‘Ghost Fish’ Sculpture Unveiled in San Pedroposted: 12/17/2012
The 40-foot-tall stainless steel sculpture is in the shape of a massive bluefin tuna, and is suspended from a galvanized steel frame on 50-foot pilings.
Cheng, who used to paint watercolors along Berth 73 as a high school student, first had the idea of creating “Ghost Fish” in 2007, to serve as an homage to San Pedro’s once-thriving tuna industry.
“The large tuna catches during the 1930s by San Pedro and Terminal Island commercial fisherman were the real inspiration behind this piece of art,” Cheng said.
The sculpture, with its mesh-net-frame construction, is filled with local fishing artifacts that were donated to Cheng by area anglers and members of the commercial fishing industry. Hooks, fishing reels, buoys, ropes and other old and discarded nautical equipment hang from inside the fish, with a mount of material gathered at the bottom, in the fish’s head.
“The local artifacts within the sculpture speak to the historical significance of the fishing industry to San Pedro -- then and now,” Cheng said.
The sculpture is also equipped with a solar-powered video camera in the fish’s eye that displays each onlooker’s image inside the fish on a video screen.
While the sculpture harkens back to the glory days of the area’s fishing past, it also speaks to the current problems plaguing today’s fishing industry. Ghost fishing, for which the sculpture is named, is a term used by the Food and Agriculture Organization to describe lost or abandoned fishing gear that continues to catch fish. “Ghost fishing” is environmentally detrimental and the fish caught is wasted.
The sculpture was added as the finishing touch of the new 1.5-acre Southern Pacific Slip landscaped plaza near the intersection of Sampson Way and Berth 73. Cheng was commissioned for the piece by the Port of Los Angeles, as part of the San Pedro Waterfront Redevelopment Plan currently in the works to redevelop the waterfront property around Los Angeles Harbor’s entire main channel.

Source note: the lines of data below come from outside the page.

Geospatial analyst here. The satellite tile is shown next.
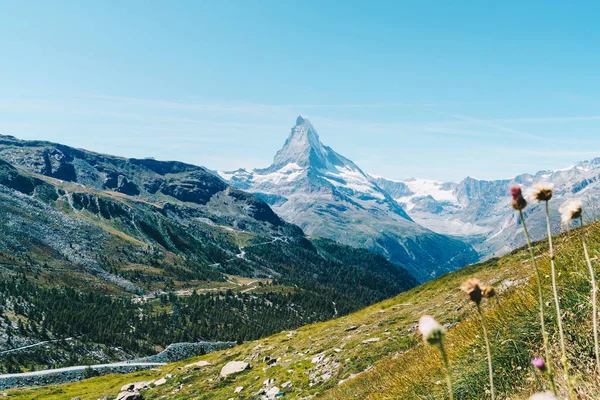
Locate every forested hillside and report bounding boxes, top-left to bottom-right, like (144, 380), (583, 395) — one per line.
(0, 137), (416, 372)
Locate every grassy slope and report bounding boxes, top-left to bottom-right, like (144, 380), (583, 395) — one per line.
(9, 220), (600, 400)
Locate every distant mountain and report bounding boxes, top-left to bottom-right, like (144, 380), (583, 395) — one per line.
(218, 116), (478, 281)
(371, 158), (600, 257)
(0, 136), (417, 373)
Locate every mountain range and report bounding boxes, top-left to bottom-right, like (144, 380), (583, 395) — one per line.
(372, 158), (600, 258)
(218, 116), (478, 281)
(0, 136), (417, 373)
(218, 116), (600, 266)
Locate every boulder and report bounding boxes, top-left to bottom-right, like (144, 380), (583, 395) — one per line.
(117, 392), (144, 400)
(266, 386), (281, 400)
(220, 361), (251, 377)
(154, 378), (167, 386)
(184, 360), (211, 369)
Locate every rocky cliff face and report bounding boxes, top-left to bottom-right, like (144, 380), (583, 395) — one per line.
(219, 116), (477, 280)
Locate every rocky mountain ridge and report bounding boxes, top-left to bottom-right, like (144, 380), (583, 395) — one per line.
(371, 158), (600, 257)
(218, 116), (478, 281)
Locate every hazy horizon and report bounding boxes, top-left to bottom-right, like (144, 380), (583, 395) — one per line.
(0, 1), (600, 181)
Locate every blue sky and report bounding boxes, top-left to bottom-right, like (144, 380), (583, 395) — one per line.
(0, 0), (600, 180)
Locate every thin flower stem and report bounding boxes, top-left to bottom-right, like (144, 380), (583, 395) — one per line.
(579, 215), (600, 374)
(440, 340), (454, 400)
(494, 295), (544, 391)
(546, 201), (575, 398)
(477, 304), (496, 400)
(519, 210), (558, 396)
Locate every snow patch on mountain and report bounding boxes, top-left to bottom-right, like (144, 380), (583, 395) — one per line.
(218, 116), (478, 281)
(394, 178), (460, 210)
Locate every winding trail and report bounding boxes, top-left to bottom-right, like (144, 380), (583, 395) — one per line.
(0, 362), (166, 379)
(0, 338), (73, 356)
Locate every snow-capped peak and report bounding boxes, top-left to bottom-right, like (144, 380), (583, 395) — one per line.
(271, 115), (326, 169)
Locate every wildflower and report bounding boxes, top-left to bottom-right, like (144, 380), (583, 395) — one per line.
(531, 182), (575, 398)
(419, 315), (454, 400)
(460, 278), (483, 306)
(481, 285), (496, 299)
(510, 186), (527, 211)
(559, 199), (600, 373)
(461, 278), (496, 400)
(531, 357), (548, 372)
(511, 186), (556, 395)
(530, 182), (554, 201)
(558, 199), (582, 225)
(419, 315), (445, 345)
(529, 392), (558, 400)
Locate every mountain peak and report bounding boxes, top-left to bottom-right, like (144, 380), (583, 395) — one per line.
(296, 114), (307, 126)
(271, 115), (327, 169)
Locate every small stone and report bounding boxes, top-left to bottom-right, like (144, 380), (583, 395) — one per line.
(363, 338), (380, 344)
(220, 361), (251, 378)
(117, 392), (144, 400)
(119, 383), (133, 392)
(311, 354), (325, 364)
(266, 386), (280, 399)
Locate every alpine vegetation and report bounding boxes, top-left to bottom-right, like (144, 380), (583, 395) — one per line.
(529, 392), (558, 400)
(510, 186), (556, 394)
(419, 315), (454, 400)
(559, 199), (600, 374)
(531, 182), (574, 397)
(461, 278), (496, 400)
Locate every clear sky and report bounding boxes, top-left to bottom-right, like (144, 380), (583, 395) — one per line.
(0, 0), (600, 180)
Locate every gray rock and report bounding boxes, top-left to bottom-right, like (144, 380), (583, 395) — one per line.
(220, 361), (250, 377)
(117, 392), (144, 400)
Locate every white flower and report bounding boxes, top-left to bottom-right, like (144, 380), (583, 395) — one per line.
(558, 199), (582, 225)
(529, 182), (554, 201)
(529, 392), (558, 400)
(419, 315), (444, 344)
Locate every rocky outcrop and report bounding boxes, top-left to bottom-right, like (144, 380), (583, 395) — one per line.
(219, 361), (250, 378)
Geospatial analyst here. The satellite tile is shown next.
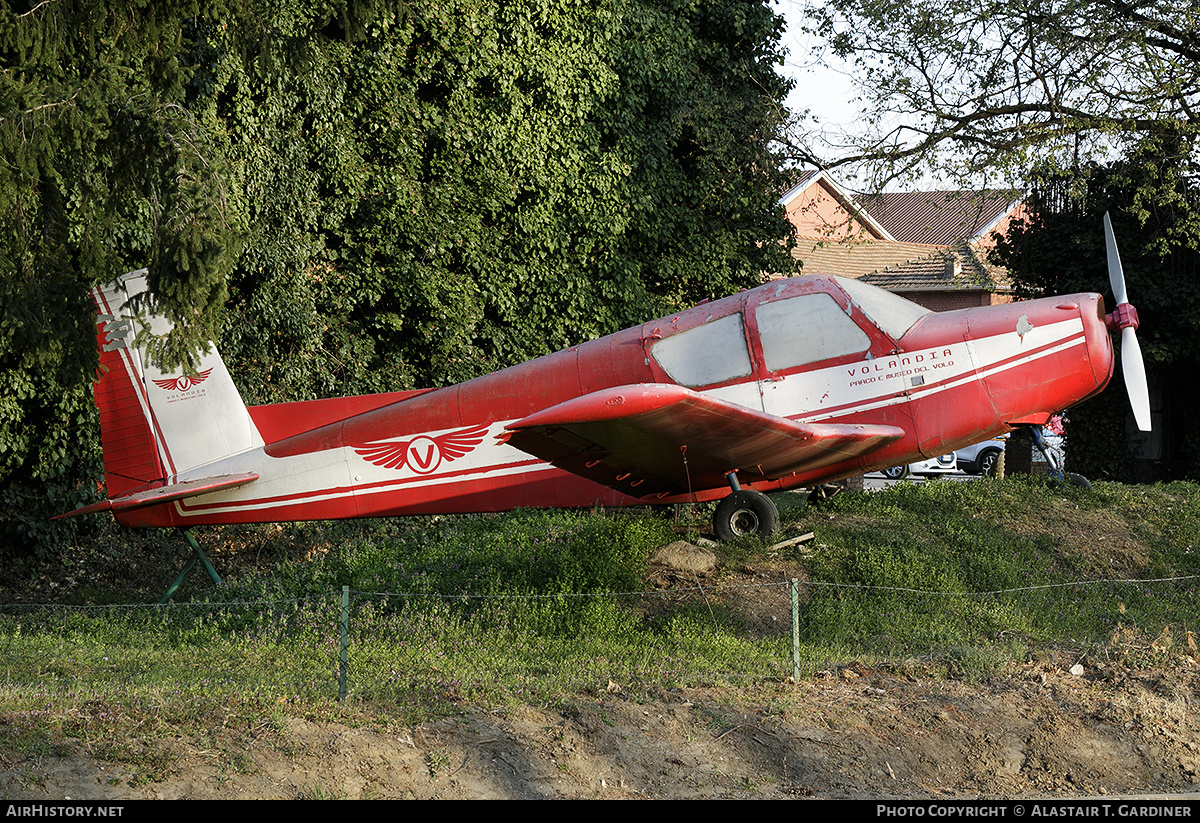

At each new development site, the port is working to create a public art piece. “Ghost Fish 107” will be one of the largest.
In addition to the sculpture, the plaza will feature 22 large wooden benches by local San Pedro artist and woodworker Harold Greene. Inspired by historic photos of the San Pedro waterfront in 1910, when ships and wharves were primarily constructed of wood, Greene used sustainable and durable plantation teak from Costa Rica to construct “Narrow Timber,” “Modular” and “Crate” bench designs for the project.